THE US: For nine years, Asucena Balma has worried herself sick every time her husband sneaks across the border from the couple's home in Mexico, braving bandits, vigilantes and potentially deadly temperatures to reach his house-cleaning job in New York.
But her fears multiplied after US President George Bush on Monday unveiled plans to send National Guard troops to the border.
"Suppose they shoot him?" fretted Balma (32) in a telephone interview from the central Mexican town of Mixquiahuala. "There has to be some better solution."
Mr Bush's plan has sent shock-waves across Mexico, which supplies more than half the estimated 12 million undocumented workers in the United States.
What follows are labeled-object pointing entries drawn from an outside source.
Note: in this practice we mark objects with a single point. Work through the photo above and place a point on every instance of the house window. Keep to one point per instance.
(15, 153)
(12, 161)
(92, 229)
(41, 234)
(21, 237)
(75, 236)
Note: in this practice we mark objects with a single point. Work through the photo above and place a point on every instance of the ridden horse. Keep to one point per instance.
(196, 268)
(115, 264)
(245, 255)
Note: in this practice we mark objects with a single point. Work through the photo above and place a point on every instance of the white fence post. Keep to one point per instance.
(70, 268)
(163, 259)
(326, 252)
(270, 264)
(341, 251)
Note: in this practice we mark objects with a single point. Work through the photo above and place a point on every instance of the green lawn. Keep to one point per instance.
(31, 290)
Already, the proposal is worsening relations between the United States and its southern neighbour, a major trade partner and key regional ally.
"Troops are trained to kill, not to deal with civilians," said Eleazar Serrano Angeles, the mayor of Mixquiahuala, where many workers have left for jobs in the United States.
"This is no way to repay the valuable services that Mexicans perform in the United States."
Many Mexico experts doubt that tighter border control will stem illegal migration because even the lowest-paying jobs in the United States pay 10 times an average Mexican salary.
"It will only increase the deaths," predicted Arturo Solis, director of Mexico's Centre for Frontier Studies and Human Rights.
Immigrants will take increasingly risky desert routes to avoid detection, he said.
A record 473 immigrants died from causes such as heat and dehydration as they tried to sneak across the border last year. To reduce the risks, some undocumented workers may return home less often.
Balma's husband has only come home four times in nine years.
Her two daughters know their father mostly through photographs.
"They still recognise their father," she said, "but for how long?"